What happened to the forums?

One of the first things I wanted to fix after joining Magento this year were the forums. I joined the forums as a member back in 2008, seeking information and occasionally finding some. Before too much time I was answering questions myself, and I soon became a moderator. Eventually though a combination of work, spam, and progressive degradation in forum moderation features ran me off (as it ran off many others). Others stuck around, but the fight against spam was ceaseless. Earlier this year the spam problem really came to a head and we placed the forums in archive mode. When we did this I added an email alias of mine to the archived forum pages as a stopgap… and have since personally responded to hundreds of inquiries for help!

I’m glad to report that we are integrating a SaaS platform which will replace the forums and provide additional community-focused/community-enabling tools. Using a SaaS solution allows us to focus our efforts on interaction rather than maintenance. Gone will be the days of fighting spam and tolerating bugs: our SaaS vendor has dedicated anti-spam and support teams. We’re currently working with our existing community moderators, and we will have an update on the launch sometime in the next few months.

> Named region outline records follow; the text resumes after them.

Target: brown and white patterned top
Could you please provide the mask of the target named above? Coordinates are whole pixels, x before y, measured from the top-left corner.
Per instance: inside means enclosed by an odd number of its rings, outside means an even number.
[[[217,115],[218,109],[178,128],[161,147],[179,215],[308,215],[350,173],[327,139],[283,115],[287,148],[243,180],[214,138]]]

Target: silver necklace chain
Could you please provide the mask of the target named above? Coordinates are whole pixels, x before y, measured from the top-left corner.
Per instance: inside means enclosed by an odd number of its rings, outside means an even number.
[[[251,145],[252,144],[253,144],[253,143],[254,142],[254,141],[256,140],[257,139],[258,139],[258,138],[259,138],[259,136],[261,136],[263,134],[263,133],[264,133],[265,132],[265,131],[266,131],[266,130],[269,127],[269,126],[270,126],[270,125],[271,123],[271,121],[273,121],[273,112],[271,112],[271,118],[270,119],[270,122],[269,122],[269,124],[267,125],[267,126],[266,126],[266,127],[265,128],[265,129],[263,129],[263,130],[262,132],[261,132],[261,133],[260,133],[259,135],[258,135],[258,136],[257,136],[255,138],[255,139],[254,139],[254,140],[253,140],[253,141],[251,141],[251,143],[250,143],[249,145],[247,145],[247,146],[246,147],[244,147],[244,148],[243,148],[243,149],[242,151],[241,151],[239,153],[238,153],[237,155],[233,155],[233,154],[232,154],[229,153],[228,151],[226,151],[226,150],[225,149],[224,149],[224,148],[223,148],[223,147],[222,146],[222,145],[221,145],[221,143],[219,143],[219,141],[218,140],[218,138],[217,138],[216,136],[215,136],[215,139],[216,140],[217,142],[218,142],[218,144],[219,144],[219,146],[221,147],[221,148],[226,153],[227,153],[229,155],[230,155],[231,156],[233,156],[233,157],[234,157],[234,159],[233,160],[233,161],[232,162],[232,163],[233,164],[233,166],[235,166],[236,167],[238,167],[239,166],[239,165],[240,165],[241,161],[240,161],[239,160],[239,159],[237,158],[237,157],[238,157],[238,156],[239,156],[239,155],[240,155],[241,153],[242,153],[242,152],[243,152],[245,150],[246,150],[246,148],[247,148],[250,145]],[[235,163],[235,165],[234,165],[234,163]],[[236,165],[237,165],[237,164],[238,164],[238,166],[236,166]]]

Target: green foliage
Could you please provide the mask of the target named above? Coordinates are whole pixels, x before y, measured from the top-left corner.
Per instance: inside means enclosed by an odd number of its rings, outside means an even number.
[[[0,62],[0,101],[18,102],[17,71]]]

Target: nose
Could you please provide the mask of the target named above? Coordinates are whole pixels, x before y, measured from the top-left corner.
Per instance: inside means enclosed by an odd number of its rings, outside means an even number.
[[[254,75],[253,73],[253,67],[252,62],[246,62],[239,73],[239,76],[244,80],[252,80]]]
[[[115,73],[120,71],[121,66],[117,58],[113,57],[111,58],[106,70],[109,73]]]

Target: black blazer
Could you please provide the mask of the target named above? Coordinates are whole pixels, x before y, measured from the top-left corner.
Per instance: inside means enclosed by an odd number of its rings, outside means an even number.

What happened to translations?

I happened upon the old translations page/tool at magentocommerce.com back in August, and I was immediately struck by the four things: the number of locales present, the lack of usability, the lack of completeness for most translations, and the fact that we were not linking to this page anywhere. Clearly a better solution is called for. I took the functionality offline and added the same community@ email  so I could still help anyone needing translations. Shockingly, I started receiving 3-4 emails per day from people literally all over the world (save Antarctica) needing translations. To my horror I realize that people have been downloading very, very incomplete translation packs for some time now! So, I’ve been regularly responding to these emails explaining how to find translation packs in Connect (link), and requesting help with future translation efforts. This should help us seed the new crowdsourced translation tool when it comes online. As is the case with the forums, I don’t have a firm timeline to announce for this yet, but I will announce it as soon as I do.

What’s up with Connect?

Speaking of Connect, I would like to share that we in Small Business are working on a new implementation of this facility. This is a massive project, as we are incorporating years of feedback regarding extension quality, searchability, as well as the need to prepare Connect for the Magento 2 era. Details and timeline for these changes are going to be announced by my boss Ryan Thompson very soon, so stay tuned for that. Of course, your feedback on Connect is always welcome at community@magento.com.

Conclusion

There is a lot going on in the world of Magento and there is much to talk about – in fact, this post was a lot longer before wiser heads suggested I condense it. If you are an established community member, you will be thrilled by our announcements over the next month. If you are new, you are coming into the community at an exciting time. There’s an amazing future ahead of all of us, and the real winners are the merchants and customers who will benefit from our collective efforts.